Chao Xu | 许超

Photo of Chao Xu

I'm a research scientist at Yahoo! Research in New York. My research interests are algorithms, combinatorial optimization and computational geometry. Here is my CV and old research statement.

In May 2018, I finished my PhD in Computer Science from University of Illinois at Urbana-Champaign. My advisors were Karthik Chandrasekaran and Chandra Chekuri. I did my undergrad in mathematics at Stony Brook University.

I maintain a github account and a blog. I frequent cstheory.

You can contact me through email chao.xu@oath.com.

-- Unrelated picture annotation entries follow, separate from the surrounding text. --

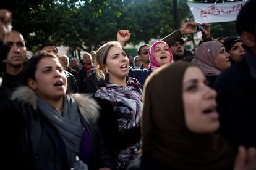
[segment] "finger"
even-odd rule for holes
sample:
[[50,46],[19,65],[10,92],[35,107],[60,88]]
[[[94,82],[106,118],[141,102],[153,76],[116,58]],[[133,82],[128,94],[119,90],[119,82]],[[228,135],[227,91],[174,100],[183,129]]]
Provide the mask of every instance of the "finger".
[[247,155],[245,148],[243,146],[239,146],[238,154],[236,158],[234,170],[242,169],[245,166],[246,159]]
[[251,160],[256,159],[256,148],[250,148],[248,150],[248,158],[249,161]]

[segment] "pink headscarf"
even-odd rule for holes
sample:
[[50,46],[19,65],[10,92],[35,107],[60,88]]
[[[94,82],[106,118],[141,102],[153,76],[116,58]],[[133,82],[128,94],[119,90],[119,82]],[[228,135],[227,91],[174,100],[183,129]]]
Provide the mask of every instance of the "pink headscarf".
[[156,47],[157,44],[160,44],[160,43],[166,44],[166,46],[168,47],[169,52],[170,52],[170,54],[171,54],[169,62],[170,63],[173,62],[173,53],[171,52],[171,49],[169,47],[169,46],[166,44],[166,42],[163,41],[156,41],[154,42],[154,44],[152,44],[152,46],[150,47],[150,49],[148,51],[148,55],[150,57],[150,61],[148,67],[150,69],[152,70],[152,71],[154,71],[155,70],[156,70],[156,68],[158,68],[158,67],[161,66],[161,65],[158,63],[158,62],[156,60],[155,58],[155,48]]
[[216,66],[214,60],[223,46],[221,43],[215,41],[203,42],[197,48],[191,63],[200,67],[207,76],[220,75],[221,71]]

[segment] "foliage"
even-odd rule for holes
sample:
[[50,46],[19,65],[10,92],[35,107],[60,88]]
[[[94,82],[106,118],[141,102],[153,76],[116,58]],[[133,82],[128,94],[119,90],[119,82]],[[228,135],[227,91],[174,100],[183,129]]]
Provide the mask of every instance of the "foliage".
[[[178,1],[181,25],[193,20],[187,1]],[[46,42],[63,44],[71,50],[96,50],[104,42],[116,40],[121,29],[130,31],[129,42],[134,44],[161,39],[174,30],[173,6],[173,0],[9,0],[0,3],[0,7],[12,11],[13,28],[23,34],[28,49],[33,51]],[[235,34],[234,22],[214,23],[212,28],[215,37]]]

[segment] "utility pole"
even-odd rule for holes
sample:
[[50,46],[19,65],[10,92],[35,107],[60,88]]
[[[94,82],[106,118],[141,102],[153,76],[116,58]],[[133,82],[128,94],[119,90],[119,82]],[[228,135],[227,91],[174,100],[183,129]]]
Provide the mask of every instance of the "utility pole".
[[177,13],[177,0],[173,0],[173,9],[174,12],[175,30],[177,30],[179,28],[179,17]]

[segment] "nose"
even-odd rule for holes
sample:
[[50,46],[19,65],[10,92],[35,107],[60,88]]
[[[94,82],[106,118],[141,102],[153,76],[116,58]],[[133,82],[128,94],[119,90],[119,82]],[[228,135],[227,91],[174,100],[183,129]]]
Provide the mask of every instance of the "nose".
[[205,85],[205,99],[216,99],[216,97],[217,97],[217,92],[211,88],[210,87]]
[[244,52],[245,51],[244,48],[242,46],[239,46],[240,51]]
[[20,53],[20,48],[16,45],[16,44],[14,44],[14,46],[12,46],[14,52],[15,53]]
[[56,70],[56,71],[55,71],[55,73],[54,73],[54,78],[55,77],[61,77],[61,73],[62,73],[62,71],[59,71],[59,70]]
[[226,51],[225,51],[225,55],[227,58],[230,57],[230,54],[228,53]]

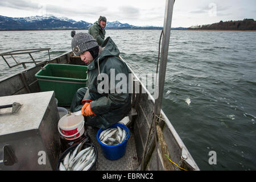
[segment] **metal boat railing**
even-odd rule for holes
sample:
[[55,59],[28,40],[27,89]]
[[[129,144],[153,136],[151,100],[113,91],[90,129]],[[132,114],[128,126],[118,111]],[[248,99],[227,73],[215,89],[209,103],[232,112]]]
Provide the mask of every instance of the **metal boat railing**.
[[[32,56],[31,53],[32,53],[39,52],[44,51],[48,51],[49,60],[50,61],[51,57],[50,57],[50,55],[49,55],[49,49],[51,49],[50,48],[15,50],[15,51],[10,51],[10,52],[0,53],[0,56],[2,56],[2,57],[5,63],[6,63],[6,64],[7,64],[7,65],[10,68],[12,68],[19,66],[20,65],[22,65],[24,69],[26,69],[27,67],[26,65],[26,64],[34,63],[36,66],[39,64],[44,61],[35,61],[35,59],[33,57],[33,56]],[[24,61],[24,62],[20,63],[20,62],[18,61],[17,60],[16,60],[16,59],[13,56],[14,55],[23,55],[23,54],[27,54],[27,53],[30,55],[30,57],[31,58],[31,59],[32,60],[32,61]],[[16,64],[14,65],[10,65],[10,64],[8,63],[8,61],[4,57],[4,56],[10,56],[14,59],[14,60],[16,63]]]

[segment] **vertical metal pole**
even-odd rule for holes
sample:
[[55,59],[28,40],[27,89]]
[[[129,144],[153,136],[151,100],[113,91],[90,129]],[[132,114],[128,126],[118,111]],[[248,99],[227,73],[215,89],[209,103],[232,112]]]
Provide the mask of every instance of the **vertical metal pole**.
[[160,114],[162,102],[163,100],[174,1],[175,0],[166,0],[166,11],[164,14],[163,35],[162,39],[163,42],[162,45],[162,48],[161,51],[161,59],[159,68],[159,94],[158,98],[156,100],[156,111],[155,114],[157,115]]

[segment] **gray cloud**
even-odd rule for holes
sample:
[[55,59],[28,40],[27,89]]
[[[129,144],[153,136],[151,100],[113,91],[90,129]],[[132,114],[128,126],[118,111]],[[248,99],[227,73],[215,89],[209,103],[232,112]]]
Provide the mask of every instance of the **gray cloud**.
[[8,1],[1,1],[0,6],[6,7],[17,9],[19,10],[39,9],[38,3],[28,2],[28,1],[26,0],[9,0]]
[[[81,5],[81,6],[82,6]],[[32,11],[38,11],[45,8],[46,14],[62,14],[63,16],[73,16],[73,15],[98,15],[99,12],[104,13],[106,9],[103,6],[84,6],[83,9],[73,9],[69,7],[63,7],[60,6],[55,6],[47,5],[44,3],[34,3],[27,0],[8,0],[1,1],[0,6],[3,6],[10,8],[14,8],[19,10],[30,10]],[[41,11],[42,12],[42,11]]]
[[[209,4],[210,5],[210,4]],[[192,14],[204,14],[204,13],[208,13],[208,11],[210,10],[212,7],[209,7],[209,5],[207,6],[204,6],[200,8],[199,10],[193,10],[189,11],[190,13]],[[219,6],[218,5],[213,3],[213,5],[215,5],[216,6],[216,10],[217,12],[223,11],[226,11],[230,9],[231,6]]]

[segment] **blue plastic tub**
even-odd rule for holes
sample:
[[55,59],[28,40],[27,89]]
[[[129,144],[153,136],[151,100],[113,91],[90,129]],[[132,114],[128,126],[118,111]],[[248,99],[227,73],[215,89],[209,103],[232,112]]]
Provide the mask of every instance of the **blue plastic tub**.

News: Our group is looking for 2019 summer interns. Theory CS PhD students welcome.
Recent Manuscripts * Some manuscripts are available upon request.

LP Relaxation and Tree Packing for Minimum $k$-cuts
(with Chandra Chekuri and Kent Quanrud)
2018, Submitted.

Karger used spanning tree packings to derive a near linear-time randomized algorithm for the global minimum cut problem as well as a bound on the number of approximate minimum cuts. This is a different approach from his well-known random contraction algorithm. Thorup developed a fast deterministic algorithm for the minimum $k$-cut problem via greedy recursive tree packings.
In this paper we revisit properties of an LP relaxation for $k$-cut proposed by Naor and Rabani, and analyzed by Chekuri, Guha and Naor. We show that the dual of the LP yields a tree packing, that when combined with an upper bound on the integrality gap for the LP, easily and transparently extends Karger's analysis for mincut to the $k$-cut problem. In addition to the simplicity of the algorithm and its analysis, this allows us to improve the running time of Thorup's algorithm by a factor of $n$. We also improve the bound on the number of $\alpha$-approximate $k$-cuts. Second, we give a simple proof that the integrality gap of the LP is $2(1-1/n)$. Third, we show that an optimum solution to the LP relaxation, for all values of $k$, is fully determined by the principal sequence of partitions of the input graph. This allows us to relate the LP relaxation to the Lagrangean relaxation approach of Barahona and Ravi and Sinha; it also shows that the idealized recursive tree packing considered by Thorup gives an optimum dual solution to the LP. This work arose from an effort to understand and simplify the results of Thorup.

Subset Sum Made Simple
(with Konstantinos Koiliaris)
2018, Submitted.

Subset Sum is a classical optimization problem taught to undergraduates as an example of an NP-hard problem, which is amenable to dynamic programming, yielding polynomial running time if the input numbers are relatively small. Formally, given a set $S$ of $n$ positive integers and a target integer $t$, the Subset Sum problem is to decide if there is a subset of $S$ that sums up to $t$. Dynamic programming yields an algorithm with running time $O(nt)$. Recently, the authors [Koiliaris & Xu SODA '17] improved the running time to $\tilde{O}\bigl(\sqrt{n}t\bigr)$, and it was further improved to $\tilde{O}\bigl(n+t\bigr)$ by a somewhat involved randomized algorithm by Bringmann [Bringmann SODA '17], where $\tilde{O}$ hides polylogarithmic factors.
Here, we present a new and significantly simpler algorithm with running time $\tilde{O}\bigl(\sqrt{n}t\bigr)$. While not the fastest, we believe the new algorithm and analysis are simple enough to be presented in an algorithms class, as a striking example of a divide-and-conquer algorithm that uses FFT to a problem that seems (at first) unrelated. In particular, the algorithm and its analysis can be described in full detail in two pages (see pages 3-5).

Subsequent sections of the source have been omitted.